Gambar bendera Thailand berkibar di atas kapal - Ilustrasi Thailand, Negara di ASEAN yang Tak Pernah Dijajah, Bagaimana dengan Kamboja? (Foto: Pexels/Alexey Demidov)

Jakarta, Jurnas.com - Thailand dan Kamboja kembali saling tembak artileri berat pada Jumat (25/7), melanjutkan bentrokan bersenjata terburuk mereka dalam lebih dari satu dekade. Setidaknya 16 orang tewas dan puluhan ribu orang terpaksa mengungsi dari daerah perbatasan yang kini berubah jadi medan konflik terbuka.

Meski dunia internasional menyerukan gencatan senjata, kedua negara justru saling tuding. Thailand menuduh Kamboja sengaja menargetkan warga sipil, sementara Kamboja menuduh Thailand menggunakan munisi tandan—jenis persenjataan yang dikutuk secara luas oleh komunitas global.

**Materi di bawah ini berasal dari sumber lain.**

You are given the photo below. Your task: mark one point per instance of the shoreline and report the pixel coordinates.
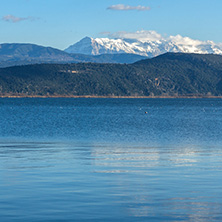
(115, 97)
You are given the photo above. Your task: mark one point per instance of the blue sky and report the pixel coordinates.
(60, 23)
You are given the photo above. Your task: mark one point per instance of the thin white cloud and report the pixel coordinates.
(122, 7)
(15, 19)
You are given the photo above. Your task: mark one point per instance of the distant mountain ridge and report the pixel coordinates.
(167, 75)
(144, 46)
(24, 54)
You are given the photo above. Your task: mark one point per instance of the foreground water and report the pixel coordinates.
(108, 160)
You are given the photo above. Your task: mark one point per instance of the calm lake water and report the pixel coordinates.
(109, 160)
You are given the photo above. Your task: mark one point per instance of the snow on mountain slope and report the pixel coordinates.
(145, 43)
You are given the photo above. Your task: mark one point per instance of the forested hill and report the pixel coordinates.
(171, 74)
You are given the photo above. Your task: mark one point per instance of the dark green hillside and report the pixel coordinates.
(166, 75)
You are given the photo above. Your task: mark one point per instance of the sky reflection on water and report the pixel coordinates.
(106, 160)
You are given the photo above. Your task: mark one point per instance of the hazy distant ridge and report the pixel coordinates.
(150, 46)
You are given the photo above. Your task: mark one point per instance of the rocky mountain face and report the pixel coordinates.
(144, 47)
(24, 54)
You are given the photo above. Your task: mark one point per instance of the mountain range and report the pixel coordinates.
(122, 49)
(149, 46)
(24, 54)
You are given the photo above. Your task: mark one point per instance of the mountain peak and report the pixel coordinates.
(149, 47)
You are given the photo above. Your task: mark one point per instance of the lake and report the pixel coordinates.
(72, 159)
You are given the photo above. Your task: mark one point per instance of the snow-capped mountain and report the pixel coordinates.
(145, 43)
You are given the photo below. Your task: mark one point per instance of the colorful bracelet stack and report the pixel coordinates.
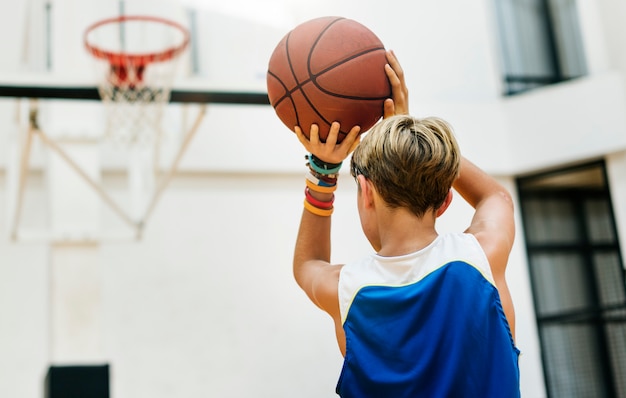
(321, 177)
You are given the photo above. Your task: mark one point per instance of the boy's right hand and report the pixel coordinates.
(398, 104)
(329, 151)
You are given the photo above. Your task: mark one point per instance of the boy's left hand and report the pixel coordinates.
(329, 151)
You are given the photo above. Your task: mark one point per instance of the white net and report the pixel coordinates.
(136, 59)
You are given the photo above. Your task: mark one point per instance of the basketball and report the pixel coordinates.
(328, 69)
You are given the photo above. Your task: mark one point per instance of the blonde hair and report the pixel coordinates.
(411, 162)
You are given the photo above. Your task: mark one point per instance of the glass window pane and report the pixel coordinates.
(561, 283)
(575, 364)
(617, 349)
(610, 278)
(550, 221)
(599, 221)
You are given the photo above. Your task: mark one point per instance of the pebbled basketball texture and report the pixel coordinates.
(328, 69)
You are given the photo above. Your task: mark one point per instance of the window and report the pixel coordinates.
(578, 281)
(540, 43)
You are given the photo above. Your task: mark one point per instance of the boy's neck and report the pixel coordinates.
(403, 233)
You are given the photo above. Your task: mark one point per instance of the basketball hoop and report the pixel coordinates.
(136, 60)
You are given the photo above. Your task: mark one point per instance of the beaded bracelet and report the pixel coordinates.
(319, 180)
(316, 210)
(322, 167)
(319, 188)
(316, 202)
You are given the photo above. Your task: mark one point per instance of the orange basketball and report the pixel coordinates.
(328, 69)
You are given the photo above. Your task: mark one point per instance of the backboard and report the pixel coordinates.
(52, 110)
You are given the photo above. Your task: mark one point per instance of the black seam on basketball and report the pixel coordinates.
(313, 78)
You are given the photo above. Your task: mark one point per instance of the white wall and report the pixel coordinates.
(205, 304)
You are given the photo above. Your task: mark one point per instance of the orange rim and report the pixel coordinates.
(121, 59)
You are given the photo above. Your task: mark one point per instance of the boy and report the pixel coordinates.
(426, 315)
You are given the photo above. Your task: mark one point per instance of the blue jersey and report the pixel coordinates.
(427, 324)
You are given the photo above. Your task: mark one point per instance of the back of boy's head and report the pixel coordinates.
(412, 162)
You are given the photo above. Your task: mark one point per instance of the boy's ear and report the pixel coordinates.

Ketegangan ini mencerminkan sejarah panjang relasi rumit antara dua negara yang berbatasan langsung namun memiliki jalur sejarah yang sangat berbeda. Salah satu perbedaan mendasarnya ialah Thailand tidak pernah dijajah, sedangkan Kamboja sempat menjadi protektorat kolonial Prancis selama hampir seabad.

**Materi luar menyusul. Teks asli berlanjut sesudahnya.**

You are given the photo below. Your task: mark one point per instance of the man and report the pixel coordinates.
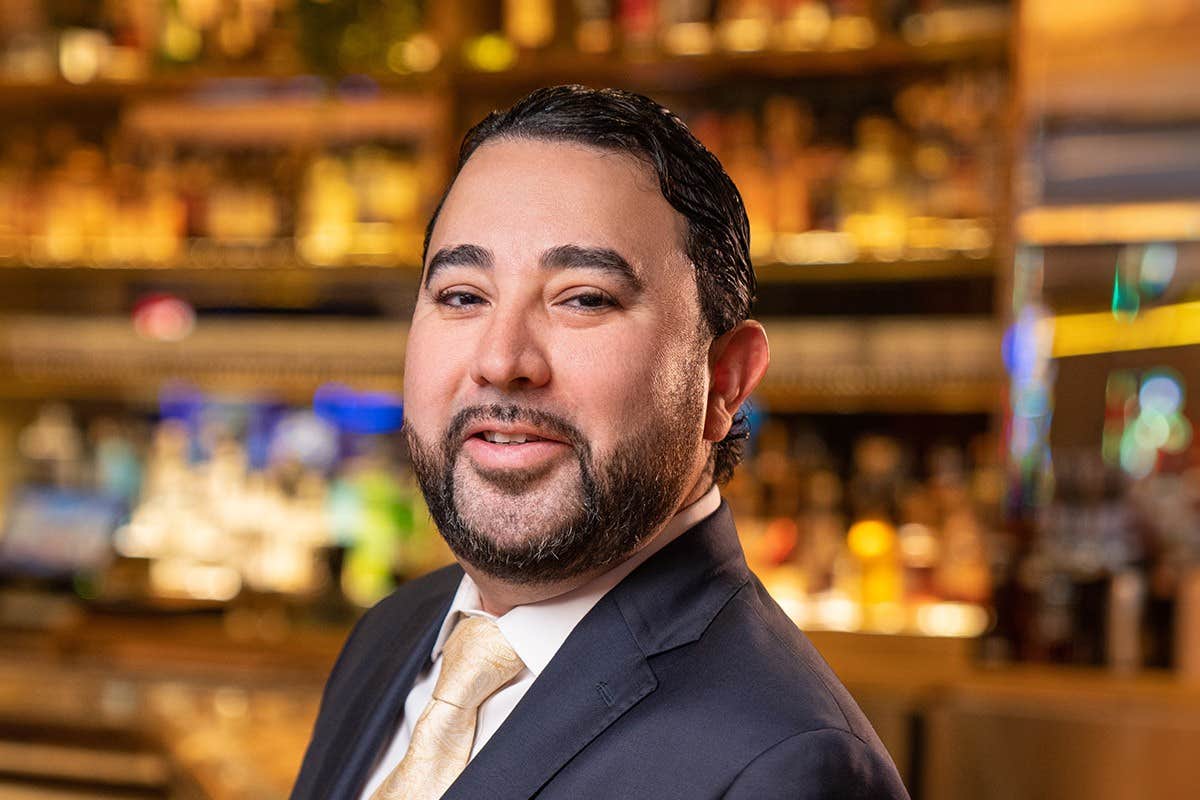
(575, 366)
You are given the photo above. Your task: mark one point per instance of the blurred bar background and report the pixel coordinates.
(973, 476)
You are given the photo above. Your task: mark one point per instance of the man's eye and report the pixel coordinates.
(591, 300)
(457, 299)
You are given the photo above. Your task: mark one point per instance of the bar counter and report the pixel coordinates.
(141, 709)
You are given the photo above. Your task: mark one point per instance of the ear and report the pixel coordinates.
(737, 361)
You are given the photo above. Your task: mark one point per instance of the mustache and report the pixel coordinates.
(511, 413)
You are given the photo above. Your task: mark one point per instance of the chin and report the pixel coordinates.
(517, 509)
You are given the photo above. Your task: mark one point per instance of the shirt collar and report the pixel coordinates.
(538, 630)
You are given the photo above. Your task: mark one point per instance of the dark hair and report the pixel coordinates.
(691, 179)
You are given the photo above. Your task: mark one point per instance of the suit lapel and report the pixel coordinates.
(371, 714)
(601, 671)
(597, 675)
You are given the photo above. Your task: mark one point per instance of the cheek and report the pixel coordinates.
(430, 377)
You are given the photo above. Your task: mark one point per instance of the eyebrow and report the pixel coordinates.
(563, 257)
(459, 256)
(575, 257)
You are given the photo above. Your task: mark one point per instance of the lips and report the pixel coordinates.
(497, 446)
(502, 433)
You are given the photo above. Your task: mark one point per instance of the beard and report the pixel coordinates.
(601, 516)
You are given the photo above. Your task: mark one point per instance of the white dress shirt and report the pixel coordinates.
(535, 632)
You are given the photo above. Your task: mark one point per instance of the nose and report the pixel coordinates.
(509, 355)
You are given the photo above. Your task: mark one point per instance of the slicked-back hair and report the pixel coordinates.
(691, 180)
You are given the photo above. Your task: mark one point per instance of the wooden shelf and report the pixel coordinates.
(653, 72)
(877, 271)
(677, 73)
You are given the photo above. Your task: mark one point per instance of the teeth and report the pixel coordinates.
(498, 438)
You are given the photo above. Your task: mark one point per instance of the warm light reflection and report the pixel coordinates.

Dikutip dari berbagai sumber, pada akhir abad ke-19, kawasan Asia Tenggara menjadi ajang perebutan pengaruh antara Inggris dan Prancis. Thailand—saat itu dikenal sebagai Siam—berada di posisi krusial: terjepit di antara koloni Inggris di barat dan selatan serta koloni Prancis di timur.

Situasi yang rawan ini justru menjadi alasan Thailand membangun strategi bertahan. Alih-alih melawan dengan kekuatan militer, Siam memilih pendekatan diplomasi aktif, menawarkan diri sebagai negara penyangga dan menjalin hubungan seimbang dengan dua kekuatan kolonial besar.

Sebagai bagian dari kompromi politik, Thailand memang menyerahkan wilayah seperti Laos dan Kamboja kepada Prancis. Namun inti kedaulatan, termasuk sistem pemerintahan dan wilayah pusat kekuasaan, tetap dipertahankan secara utuh.

Sebaliknya, Kamboja memilih strategi yang berbeda. Ditekan oleh dua kekuatan regional—Thailand di barat dan Vietnam di timur—Raja Norodom pada 1863 menandatangani perjanjian protektorat dengan Prancis untuk mencari perlindungan.

Langkah itu bukannya memperkuat posisi Kamboja, tetapi justru membuka jalan bagi kendali asing. Dalam praktiknya, Prancis mengambil alih urusan luar negeri, keuangan, dan pemerintahan, menjadikan Kamboja secara de facto kehilangan kedaulatan hingga merdeka kembali pada 1953.

Sementara itu, Thailand melakukan reformasi internal besar-besaran di bawah Raja Mongkut dan Raja Chulalongkorn. Infrastruktur dibangun, sistem hukum dimodernisasi, pendidikan diperluas, dan birokrasi diperbarui mengikuti pola Eropa—semua dilakukan dengan tujuan memperkuat citra negara sebagai bangsa yang modern dan mandiri.

Dengan tampil sebagai negara “beradab” di mata Barat, Thailand mematahkan narasi kolonial klasik: bahwa negara timur harus dijajah demi dibimbing. Ini membuat kekuatan Eropa tidak punya dasar moral atau politis untuk mencaploknya.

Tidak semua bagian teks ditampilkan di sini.